Demandas demais, estratégias de menos
Para Coimbra, os órgãos tradicionais dos governos perderam a capacidade de operação nos municípios e, por isso, dependem das universidades para executar ações. “A demanda é grande e legítima, mas há riscos de comprometermos os resultados”, afirma.
“Faz parte da missão da universidade e elas têm feito um esforço grande com um corpo reduzido de professores e técnicos para serem parceiras do desenvolvimento nacional e local. O mesmo docente ministra aula na graduação, na pós, na extensão, participa dos projetos. A sobrecarga é muito grande, precisa de mais gente, recursos, infraestrutura”, completa Ana Cabral, pró-reitora para Assuntos Acadêmicos da Universidade Federal de Pernambuco (UFPE).
Os gestores lembram que, para serem eficientes, os projetos precisam fortalecer as universidades. Mais professores e, especialmente, mais técnicos administrativos para acompanhar os projetos são pleiteados. A reitora da UniversidadeFederal do Rio Grande do Norte (UFRN), Angela Maria Cruz, conta que o apoio logístico é a maior dificuldade da instituição, que participa de todos os programas.

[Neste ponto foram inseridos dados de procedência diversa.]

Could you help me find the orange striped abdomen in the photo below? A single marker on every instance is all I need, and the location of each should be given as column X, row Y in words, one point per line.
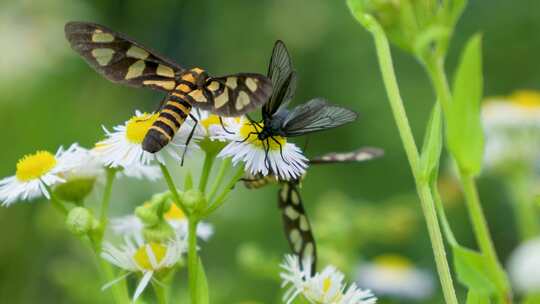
column 171, row 117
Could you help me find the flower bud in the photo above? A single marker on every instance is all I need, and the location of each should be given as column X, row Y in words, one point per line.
column 75, row 190
column 80, row 221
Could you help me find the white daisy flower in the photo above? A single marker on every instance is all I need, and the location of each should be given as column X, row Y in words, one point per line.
column 326, row 287
column 395, row 276
column 34, row 172
column 131, row 225
column 524, row 265
column 123, row 146
column 146, row 259
column 277, row 157
column 512, row 127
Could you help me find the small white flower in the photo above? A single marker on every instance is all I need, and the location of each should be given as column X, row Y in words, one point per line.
column 512, row 127
column 146, row 259
column 123, row 146
column 131, row 225
column 271, row 156
column 395, row 276
column 326, row 287
column 524, row 266
column 35, row 172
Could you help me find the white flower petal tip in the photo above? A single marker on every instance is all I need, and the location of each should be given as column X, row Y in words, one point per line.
column 326, row 287
column 273, row 155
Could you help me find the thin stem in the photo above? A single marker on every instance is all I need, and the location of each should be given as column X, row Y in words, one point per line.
column 481, row 230
column 209, row 159
column 193, row 259
column 424, row 192
column 221, row 198
column 55, row 201
column 111, row 173
column 225, row 165
column 172, row 188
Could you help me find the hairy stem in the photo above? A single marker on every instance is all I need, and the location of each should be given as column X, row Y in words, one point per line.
column 423, row 189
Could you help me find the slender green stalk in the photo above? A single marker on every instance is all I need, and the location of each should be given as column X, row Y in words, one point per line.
column 224, row 167
column 111, row 173
column 423, row 189
column 223, row 195
column 209, row 159
column 435, row 68
column 193, row 259
column 54, row 200
column 172, row 188
column 481, row 230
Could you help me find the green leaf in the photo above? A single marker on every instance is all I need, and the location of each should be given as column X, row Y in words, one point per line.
column 464, row 128
column 476, row 298
column 472, row 270
column 202, row 285
column 432, row 146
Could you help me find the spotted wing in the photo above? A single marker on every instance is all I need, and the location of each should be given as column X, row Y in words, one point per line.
column 296, row 224
column 359, row 155
column 119, row 58
column 316, row 115
column 233, row 95
column 283, row 77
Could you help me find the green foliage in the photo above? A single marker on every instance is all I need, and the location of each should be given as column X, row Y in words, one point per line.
column 464, row 128
column 473, row 271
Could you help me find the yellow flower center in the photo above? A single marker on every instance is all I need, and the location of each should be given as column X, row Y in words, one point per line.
column 212, row 119
column 174, row 213
column 526, row 99
column 138, row 126
column 143, row 260
column 33, row 166
column 249, row 132
column 393, row 261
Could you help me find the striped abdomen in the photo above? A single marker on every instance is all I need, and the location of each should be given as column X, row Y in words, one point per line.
column 171, row 117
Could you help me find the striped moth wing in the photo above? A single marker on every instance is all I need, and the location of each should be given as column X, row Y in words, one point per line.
column 121, row 59
column 296, row 224
column 233, row 95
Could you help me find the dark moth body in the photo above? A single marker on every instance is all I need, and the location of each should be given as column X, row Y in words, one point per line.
column 125, row 61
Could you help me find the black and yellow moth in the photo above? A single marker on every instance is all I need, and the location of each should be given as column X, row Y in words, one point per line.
column 125, row 61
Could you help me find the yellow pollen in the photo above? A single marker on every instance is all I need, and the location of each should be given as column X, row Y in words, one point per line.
column 174, row 213
column 143, row 260
column 327, row 283
column 210, row 120
column 33, row 166
column 393, row 261
column 251, row 131
column 138, row 126
column 527, row 99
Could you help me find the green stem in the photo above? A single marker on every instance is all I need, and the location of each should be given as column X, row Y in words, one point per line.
column 223, row 195
column 111, row 173
column 224, row 167
column 481, row 231
column 209, row 159
column 193, row 259
column 55, row 201
column 172, row 188
column 423, row 189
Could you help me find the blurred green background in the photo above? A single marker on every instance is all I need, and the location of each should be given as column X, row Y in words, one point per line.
column 50, row 97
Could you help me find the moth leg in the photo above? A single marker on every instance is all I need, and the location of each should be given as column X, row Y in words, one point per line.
column 190, row 136
column 223, row 126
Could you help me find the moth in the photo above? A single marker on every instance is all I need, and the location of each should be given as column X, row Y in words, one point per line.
column 312, row 116
column 296, row 224
column 123, row 60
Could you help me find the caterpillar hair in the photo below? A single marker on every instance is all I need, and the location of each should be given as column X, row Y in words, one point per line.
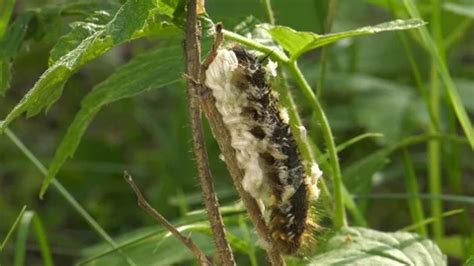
column 266, row 151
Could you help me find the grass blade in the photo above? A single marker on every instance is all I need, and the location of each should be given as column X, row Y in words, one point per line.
column 6, row 9
column 12, row 228
column 444, row 73
column 411, row 184
column 422, row 223
column 22, row 238
column 42, row 241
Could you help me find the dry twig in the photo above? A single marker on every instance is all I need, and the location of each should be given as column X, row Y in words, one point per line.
column 222, row 136
column 201, row 257
column 193, row 63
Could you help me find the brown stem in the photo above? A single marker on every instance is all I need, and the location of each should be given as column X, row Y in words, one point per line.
column 200, row 256
column 222, row 136
column 193, row 67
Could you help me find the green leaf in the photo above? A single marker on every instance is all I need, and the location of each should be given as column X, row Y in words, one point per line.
column 152, row 70
column 361, row 246
column 299, row 42
column 6, row 9
column 9, row 47
column 80, row 31
column 126, row 25
column 460, row 9
column 469, row 261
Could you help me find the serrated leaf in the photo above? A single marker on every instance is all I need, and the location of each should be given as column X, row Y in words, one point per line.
column 148, row 71
column 362, row 246
column 79, row 32
column 9, row 47
column 129, row 20
column 299, row 42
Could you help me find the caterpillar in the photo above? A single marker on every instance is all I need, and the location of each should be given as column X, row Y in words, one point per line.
column 266, row 151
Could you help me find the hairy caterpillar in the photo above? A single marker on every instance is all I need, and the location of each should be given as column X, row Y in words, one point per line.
column 265, row 147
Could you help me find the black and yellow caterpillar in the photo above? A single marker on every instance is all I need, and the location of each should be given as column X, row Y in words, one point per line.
column 265, row 147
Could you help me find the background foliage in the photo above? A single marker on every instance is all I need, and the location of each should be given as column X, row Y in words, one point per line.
column 385, row 83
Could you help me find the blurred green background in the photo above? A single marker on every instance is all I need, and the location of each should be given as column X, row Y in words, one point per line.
column 369, row 88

A falta de debates prévios sobre as propostas entre instituições e governos também é reclamação entre os dirigentes. Qualquer participação em projeto exige aprovação dos conselhos universitários, mas o governo estabeleceu prazos para a decisão. O pró-reitor de Administração e Finanças (e futuro reitor) da Universidade Federal de Goiás (UFG), Orlando Afonso Amaral, reconhece que, sem a urgência imposta, as discussões demorariam demais. Mas lamenta a falta de tempo para convencimento da comunidade acadêmica.
“A gente tem plena consciência que o tempo da universidade e o do governo são diferentes. O governo tem mais pressa para realizar e atender as carências que precisa suprir. Temos de procurar um equilíbrio, mas facilitaria muito o trabalho se o MEC, ao pensar nesses programas, envolvesse mais a comunidade. As resistências seriam menores, a implantação mais tranquila e os resultados, melhores”, pondera Amaral.

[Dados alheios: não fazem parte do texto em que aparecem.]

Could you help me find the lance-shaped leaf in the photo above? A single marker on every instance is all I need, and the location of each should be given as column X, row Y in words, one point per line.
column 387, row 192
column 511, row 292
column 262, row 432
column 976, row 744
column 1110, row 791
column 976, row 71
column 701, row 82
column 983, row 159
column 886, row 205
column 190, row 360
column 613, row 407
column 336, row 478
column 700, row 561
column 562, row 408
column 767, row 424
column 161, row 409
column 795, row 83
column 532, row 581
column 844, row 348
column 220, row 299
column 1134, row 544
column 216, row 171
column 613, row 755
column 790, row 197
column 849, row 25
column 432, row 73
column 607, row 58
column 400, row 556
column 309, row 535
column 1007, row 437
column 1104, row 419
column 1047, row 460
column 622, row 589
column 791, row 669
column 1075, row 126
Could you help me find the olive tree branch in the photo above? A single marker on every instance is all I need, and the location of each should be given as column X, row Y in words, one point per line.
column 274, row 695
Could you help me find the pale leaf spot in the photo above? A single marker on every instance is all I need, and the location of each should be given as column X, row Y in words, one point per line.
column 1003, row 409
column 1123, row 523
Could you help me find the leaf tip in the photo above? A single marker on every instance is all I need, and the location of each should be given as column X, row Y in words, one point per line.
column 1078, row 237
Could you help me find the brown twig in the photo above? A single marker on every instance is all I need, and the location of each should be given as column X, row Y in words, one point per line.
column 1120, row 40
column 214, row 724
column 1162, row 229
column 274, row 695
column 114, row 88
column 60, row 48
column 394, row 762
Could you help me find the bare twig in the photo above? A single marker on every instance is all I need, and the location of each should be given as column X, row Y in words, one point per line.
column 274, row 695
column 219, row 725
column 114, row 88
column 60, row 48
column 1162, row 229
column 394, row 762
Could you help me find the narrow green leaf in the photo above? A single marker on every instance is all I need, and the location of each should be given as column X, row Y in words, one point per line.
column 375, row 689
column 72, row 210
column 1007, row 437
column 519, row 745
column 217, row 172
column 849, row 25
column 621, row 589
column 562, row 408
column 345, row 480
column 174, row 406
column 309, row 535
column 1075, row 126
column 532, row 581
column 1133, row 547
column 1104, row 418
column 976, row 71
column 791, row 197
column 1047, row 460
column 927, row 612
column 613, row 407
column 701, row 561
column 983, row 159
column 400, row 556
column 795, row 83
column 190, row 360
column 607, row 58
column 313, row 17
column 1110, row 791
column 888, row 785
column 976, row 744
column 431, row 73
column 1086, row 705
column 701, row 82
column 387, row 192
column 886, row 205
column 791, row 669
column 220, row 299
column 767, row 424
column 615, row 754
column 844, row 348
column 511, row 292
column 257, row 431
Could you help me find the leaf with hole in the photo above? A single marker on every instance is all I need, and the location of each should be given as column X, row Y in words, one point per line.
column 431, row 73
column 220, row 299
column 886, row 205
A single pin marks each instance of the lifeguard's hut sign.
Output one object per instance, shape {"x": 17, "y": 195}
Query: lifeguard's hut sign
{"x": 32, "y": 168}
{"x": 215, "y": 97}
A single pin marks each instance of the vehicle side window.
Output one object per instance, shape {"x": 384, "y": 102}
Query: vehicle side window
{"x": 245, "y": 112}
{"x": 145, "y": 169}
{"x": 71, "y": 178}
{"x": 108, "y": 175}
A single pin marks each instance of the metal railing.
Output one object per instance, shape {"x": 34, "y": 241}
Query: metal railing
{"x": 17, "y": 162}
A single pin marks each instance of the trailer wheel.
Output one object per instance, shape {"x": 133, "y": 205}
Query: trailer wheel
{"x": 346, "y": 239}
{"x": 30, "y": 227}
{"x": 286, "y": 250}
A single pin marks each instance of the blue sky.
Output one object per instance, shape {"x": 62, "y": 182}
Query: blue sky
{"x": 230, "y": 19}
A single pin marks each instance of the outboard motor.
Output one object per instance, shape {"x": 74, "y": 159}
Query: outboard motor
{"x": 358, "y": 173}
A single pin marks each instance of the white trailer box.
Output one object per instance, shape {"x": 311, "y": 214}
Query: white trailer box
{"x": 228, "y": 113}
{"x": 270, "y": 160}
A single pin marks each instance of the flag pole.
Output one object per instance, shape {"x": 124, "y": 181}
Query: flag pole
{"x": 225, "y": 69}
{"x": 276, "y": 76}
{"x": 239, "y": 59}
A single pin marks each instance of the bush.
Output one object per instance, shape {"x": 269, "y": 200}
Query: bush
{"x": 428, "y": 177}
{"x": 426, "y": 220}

As resistências da comunidade acadêmica, em Goiás, chegaram ao Mais Médicos. Até o momento, a instituição não decidiu se e como vai participar. Segundo Amaral, as conversas no departamento de Medicina caminham para uma aceitação do projeto. “Há um sentimento de que há demandas demais e pouca instrução prévia. Existem divergências em relação ao programa, mas a perspectiva é a de participar”, conta.
Outra dificuldade apontada por Ana Cabral é a legislação que controla os gastos dos recursos. A burocracia – que demanda tempo de execução de compras, por exemplo – atrapalha a aplicação mais rápida do dinheiro. “As dificuldades dos processos imobilizam e o governo sabe disso. Nossa legislação não pode continuar como está. É estrangulatório”, critica.
Consensos
Os projetos que contribuem para as atividades-fim das universidades – ensino, pesquisa e extensão – são consenso entre os docentes. Dificilmente, os projetos idealizados para a formação continuada dos professores da educação básica, por exemplo, encontra resistência. Isso porque as ações vão contribuir para a formação dos próprios universitários.

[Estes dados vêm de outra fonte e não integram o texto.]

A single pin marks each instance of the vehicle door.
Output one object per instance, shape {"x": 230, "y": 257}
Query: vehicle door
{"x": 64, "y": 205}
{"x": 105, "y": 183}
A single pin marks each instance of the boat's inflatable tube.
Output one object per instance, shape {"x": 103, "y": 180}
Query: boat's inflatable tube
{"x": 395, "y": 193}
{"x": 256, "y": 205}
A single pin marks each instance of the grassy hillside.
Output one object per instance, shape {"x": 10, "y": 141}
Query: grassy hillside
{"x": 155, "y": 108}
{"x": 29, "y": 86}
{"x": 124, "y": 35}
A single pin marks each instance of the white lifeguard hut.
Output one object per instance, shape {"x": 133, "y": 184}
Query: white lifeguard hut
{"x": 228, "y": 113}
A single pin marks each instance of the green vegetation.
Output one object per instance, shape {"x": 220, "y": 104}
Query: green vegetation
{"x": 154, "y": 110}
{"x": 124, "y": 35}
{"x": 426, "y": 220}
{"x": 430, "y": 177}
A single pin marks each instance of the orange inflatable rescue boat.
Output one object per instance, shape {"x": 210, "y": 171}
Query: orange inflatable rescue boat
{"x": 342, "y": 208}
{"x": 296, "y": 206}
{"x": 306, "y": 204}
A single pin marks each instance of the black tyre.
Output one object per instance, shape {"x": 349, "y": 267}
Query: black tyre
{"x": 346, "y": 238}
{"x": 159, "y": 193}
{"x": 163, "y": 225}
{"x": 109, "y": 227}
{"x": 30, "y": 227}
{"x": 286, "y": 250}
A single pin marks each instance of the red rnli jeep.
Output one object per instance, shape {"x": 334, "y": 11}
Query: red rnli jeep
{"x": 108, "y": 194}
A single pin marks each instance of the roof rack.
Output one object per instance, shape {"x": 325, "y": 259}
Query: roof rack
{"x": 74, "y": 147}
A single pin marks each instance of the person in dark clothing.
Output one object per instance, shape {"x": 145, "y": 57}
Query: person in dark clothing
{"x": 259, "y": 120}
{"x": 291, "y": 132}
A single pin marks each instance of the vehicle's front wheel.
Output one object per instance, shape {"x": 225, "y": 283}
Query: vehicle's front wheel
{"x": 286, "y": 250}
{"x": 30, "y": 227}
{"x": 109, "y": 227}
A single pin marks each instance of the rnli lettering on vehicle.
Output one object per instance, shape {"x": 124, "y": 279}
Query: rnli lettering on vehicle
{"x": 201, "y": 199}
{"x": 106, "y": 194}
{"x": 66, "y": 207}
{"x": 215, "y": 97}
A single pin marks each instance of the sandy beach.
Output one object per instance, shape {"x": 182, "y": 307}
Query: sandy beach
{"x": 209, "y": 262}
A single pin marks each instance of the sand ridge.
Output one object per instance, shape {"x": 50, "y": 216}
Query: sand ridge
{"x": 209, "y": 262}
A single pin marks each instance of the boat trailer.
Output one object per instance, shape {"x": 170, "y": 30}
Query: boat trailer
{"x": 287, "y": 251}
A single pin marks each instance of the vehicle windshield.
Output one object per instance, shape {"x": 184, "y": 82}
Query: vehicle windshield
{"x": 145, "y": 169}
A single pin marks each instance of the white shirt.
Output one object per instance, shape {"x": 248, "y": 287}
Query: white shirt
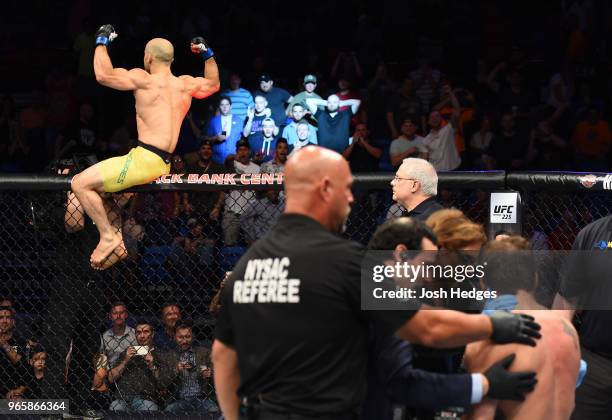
{"x": 480, "y": 142}
{"x": 443, "y": 154}
{"x": 400, "y": 145}
{"x": 238, "y": 200}
{"x": 226, "y": 124}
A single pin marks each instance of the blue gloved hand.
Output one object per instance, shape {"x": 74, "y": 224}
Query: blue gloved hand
{"x": 199, "y": 46}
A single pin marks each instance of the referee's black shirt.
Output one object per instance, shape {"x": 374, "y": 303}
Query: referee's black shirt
{"x": 308, "y": 354}
{"x": 587, "y": 278}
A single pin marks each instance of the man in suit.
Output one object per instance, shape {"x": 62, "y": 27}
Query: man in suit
{"x": 224, "y": 130}
{"x": 395, "y": 385}
{"x": 186, "y": 373}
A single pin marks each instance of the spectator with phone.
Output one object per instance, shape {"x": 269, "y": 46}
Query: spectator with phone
{"x": 224, "y": 130}
{"x": 135, "y": 377}
{"x": 187, "y": 373}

A visão de que essa é uma oportunidade de melhorar o ensino oferecido nas licenciaturas é o que faz a UniversidadeEstadual Paulista (Unesp), mesmo não fazendo parte da rede federal, querer contribuir. Laurence Colvara, pró-reitor de graduação da Unesp, diz que a “sintonia” entre as atividades da instituição e os programas justificam a adesão. “O programa que der oportunidade de desenvolvimento para os alunos e fortalecimento das nossas licenciaturas vai atrair interessados em participar sempre”, garante.
Sandra de Deus, pró-reitora de Extensão da Universidade Federal do Rio Grande do Sul (UFRGS), também é categórica ao afirmar que os projetos do MEC na área de extensão são demandas antigas dos gestores da área. “Durante muito tempo, corremos atrás desses editais. Agora que existem, estamos colocando nossa força. Isso não é um peso, é uma atividade-fim”, sentencia.